CHICAGO-Harry Cobb’s architectural firm is noted for such projects as Boston’s John Hancock Tower, Fountain Place in Dallas and the Holocaust Museum in Washington, DC. However, it took him more than a half-century to design his first building in Chicago.

Pei Cobb Freed Associates, LLP is responsible for the design of the triangular Hyatt Center at 71 S. Wacker Dr. with a curved front along Monroe Street.

“Every architect in the country dreams of building in Chicago,” Cobb says during a ceremonial groundbreaking Thursday. “I’ve been dreaming of building in Chicago for 54 years.”

While the Daley administration has convinced other developers to copy the landscaped roof atop city hall, Cobb is proud of a tree-lined garden he envisions along Monroe Street.

“I feel strongly that tall buildings, while they make a mark on a city’s skyline, they have an obligation as citizens to make a mark at the street level,” Cobb says.

While security moved to the top of developers’ priority lists following Sept. 11, 2001, tenants’ needs also played a role in a re-design of the building ordered by Penny Pritzker, whose Pritzker Realty Group, LP is co-developing Hyatt Center with Higgins Development Partners, LLC. For instance, an atrium was scrapped, Pritzker tells GlobeSt.com Thursday.

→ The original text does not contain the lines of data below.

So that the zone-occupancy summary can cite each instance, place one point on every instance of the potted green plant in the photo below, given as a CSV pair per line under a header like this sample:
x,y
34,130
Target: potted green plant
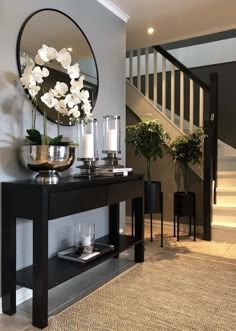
x,y
43,153
185,150
148,139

“It was a beautiful building, but it did not appeal to the tenants,” Pritzker tells GlobeSt.com. “I said then, it makes no sense to proceed.”

Once Pritzker put the project back on track, Goldman Sachs & Co. needed a trading floor close to ground level. International law firm Mayer, Brown, Rowe & Maw also had requirements for their operations, adds Pritzker, a key figure in the high-stakes juggling act to satisfy all parties (See: Persistence Clears Way for Hyatt Center.).

One benefit was reduced costs, Pritzker says, telling GlobeSt.com the original design had a price tag more than $100 million higher than the ultimate $427-million project.

While noting the design represents a departure from the more common rectangular Chicago skyscraper, Cobb says the shape of the building also accommodates the varying needs of the three anchor tenants.

“This building really represents optimism about our future,” Pritzker says. “Not only about the future of Chicago, but the future of our world.”